According to me, ‘How’ is the wrong question? “Will it?” is most appropriate one. Truth be told, neurologists and neuro-researchers across the world, are still puzzled by activity of human brain. All we know till now, is there are 86 billion neurons in human mind, and they have a complex neural network, that responds to external and internal stimuli in splits of second. The mystery behind the processing is still not be decoded. Unless, it is, our limited knowledge on neuroscience is rather helping to build machine learning systems, rather than the opposite.
How to read human brain?
Human brain has been put under experiments using MRI and EEG while the brain is working or thinking deeply about something. For instance, studying a designer’s brain while at work, provides large amount of electrical impulses, which, if decoded, can answer the ‘why’, ‘how’ and ‘what’ of brain functioning. But, its yet to be decoded.

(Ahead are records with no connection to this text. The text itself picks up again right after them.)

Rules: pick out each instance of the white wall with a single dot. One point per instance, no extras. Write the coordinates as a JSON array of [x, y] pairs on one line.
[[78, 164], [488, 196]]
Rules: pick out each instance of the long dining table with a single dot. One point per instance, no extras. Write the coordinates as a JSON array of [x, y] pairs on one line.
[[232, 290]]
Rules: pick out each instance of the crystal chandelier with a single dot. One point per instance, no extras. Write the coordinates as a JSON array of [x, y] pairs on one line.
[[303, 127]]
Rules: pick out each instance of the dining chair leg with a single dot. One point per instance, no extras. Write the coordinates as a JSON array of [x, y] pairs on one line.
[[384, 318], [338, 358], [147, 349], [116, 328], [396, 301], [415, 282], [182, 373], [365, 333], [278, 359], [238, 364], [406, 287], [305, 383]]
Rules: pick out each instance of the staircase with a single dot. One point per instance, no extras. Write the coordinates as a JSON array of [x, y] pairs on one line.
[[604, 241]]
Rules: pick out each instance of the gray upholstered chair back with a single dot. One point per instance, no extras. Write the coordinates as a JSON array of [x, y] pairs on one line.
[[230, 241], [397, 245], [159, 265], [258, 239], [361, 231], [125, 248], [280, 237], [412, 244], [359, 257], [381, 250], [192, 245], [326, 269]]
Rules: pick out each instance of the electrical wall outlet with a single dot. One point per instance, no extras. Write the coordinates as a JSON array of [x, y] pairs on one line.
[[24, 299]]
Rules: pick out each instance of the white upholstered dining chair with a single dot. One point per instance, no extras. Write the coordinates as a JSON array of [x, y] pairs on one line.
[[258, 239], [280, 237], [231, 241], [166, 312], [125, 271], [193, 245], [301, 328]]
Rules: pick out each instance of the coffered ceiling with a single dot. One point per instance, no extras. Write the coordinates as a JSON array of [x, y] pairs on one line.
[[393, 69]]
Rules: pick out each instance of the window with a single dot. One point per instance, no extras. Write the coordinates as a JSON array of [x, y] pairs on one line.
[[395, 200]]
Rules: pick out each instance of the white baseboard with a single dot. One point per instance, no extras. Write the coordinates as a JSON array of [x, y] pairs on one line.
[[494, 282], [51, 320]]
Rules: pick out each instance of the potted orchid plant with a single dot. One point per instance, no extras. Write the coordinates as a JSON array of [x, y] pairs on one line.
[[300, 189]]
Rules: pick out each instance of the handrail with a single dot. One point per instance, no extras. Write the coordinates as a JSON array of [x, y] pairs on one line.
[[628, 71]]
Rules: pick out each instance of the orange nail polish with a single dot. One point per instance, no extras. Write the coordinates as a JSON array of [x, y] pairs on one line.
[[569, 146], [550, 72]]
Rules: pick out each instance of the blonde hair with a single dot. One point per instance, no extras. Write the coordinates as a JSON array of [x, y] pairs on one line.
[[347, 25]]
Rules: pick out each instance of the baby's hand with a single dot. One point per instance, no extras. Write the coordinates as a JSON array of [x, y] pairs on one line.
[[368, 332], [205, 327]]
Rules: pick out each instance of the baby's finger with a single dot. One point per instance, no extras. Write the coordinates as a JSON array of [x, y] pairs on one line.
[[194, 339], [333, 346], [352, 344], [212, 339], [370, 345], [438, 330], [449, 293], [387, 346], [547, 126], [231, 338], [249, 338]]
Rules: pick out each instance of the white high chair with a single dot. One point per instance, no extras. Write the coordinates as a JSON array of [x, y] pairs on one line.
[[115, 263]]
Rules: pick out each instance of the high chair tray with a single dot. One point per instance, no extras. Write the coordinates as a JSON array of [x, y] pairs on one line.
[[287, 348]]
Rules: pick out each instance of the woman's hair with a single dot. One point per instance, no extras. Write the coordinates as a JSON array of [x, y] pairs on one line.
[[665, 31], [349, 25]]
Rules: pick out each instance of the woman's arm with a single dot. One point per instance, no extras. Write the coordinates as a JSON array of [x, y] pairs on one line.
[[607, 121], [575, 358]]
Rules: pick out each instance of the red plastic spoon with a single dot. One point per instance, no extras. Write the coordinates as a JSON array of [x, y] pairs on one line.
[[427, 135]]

Aspects of human brain functioning
The two main brain functioning that interests people in the field of Machine Learning is – learning or acting from experience or memory, and quick response from attention. In the first case, human brain cognizes a subset of inputs immediately in a given scenario, and acts out on the best possible reward. The catch is, out of plethora of inputs, it zeroes down the best set of inputs which will have the best possible outcome. In the second case, human brain learns from scenarios and stores it in it memory zone. And when faced with similar situations, it draws out actions from the memory it learned.
Machine learning into play
Interpreting these basic two functionalities of human brain, into a machine, has taken these many years. What we have now, is near to perfection in mimicking these properties. The key element for any machine learning program is data. A huge set of data. Algorithms need to be taught first, like a baby who crawls around to learn things and then walks and learn more things, and continues to grow. To learn, it needs data. We are fortunate enough to live in a techno savvy online world, where there is data surplus. Using data, algorithms are taught to recognize different things. They can relate and find patterns in data sets, and come to a conclusive output. If you feed an algorithm at least 1000 images of an apple, next time when you connect the algorithm with a camera and it can focus on an apple, it actually can point out it’s an apple. But this is just a basic step. To make computers think like human, they need to build the neural system that a human brain has, which is the experimentation point. Here, deep learning is the next best approach of building a neural network similar to human brain network.
What is neural network?
Neural networks are set of algorithms based on different mathematical functions like linear regression, Bayesian model, to teach machines using reinforcement techniques. Neural networks have many layers, and the data sets are filtered and analysed to understand a certain pattern or recognize a specific correlation, so that the machine can conclude something based on the initial inputs. Machines becomes goal driven. Once these machines are put online, or are fed constant various data, these interconnected networks of algorithm, find a certain solution and pave their own way to create an output and act on it. Once this action is done and is successful, they retain this learning as data, and utilize these data sets to grow. Hence deep learning leads in creation of more self-evolving algorithm models. Eventually, algorithms learn too much, to understand what useful data to use among a heap of data, and lead to a conclusion in the fastest possible way.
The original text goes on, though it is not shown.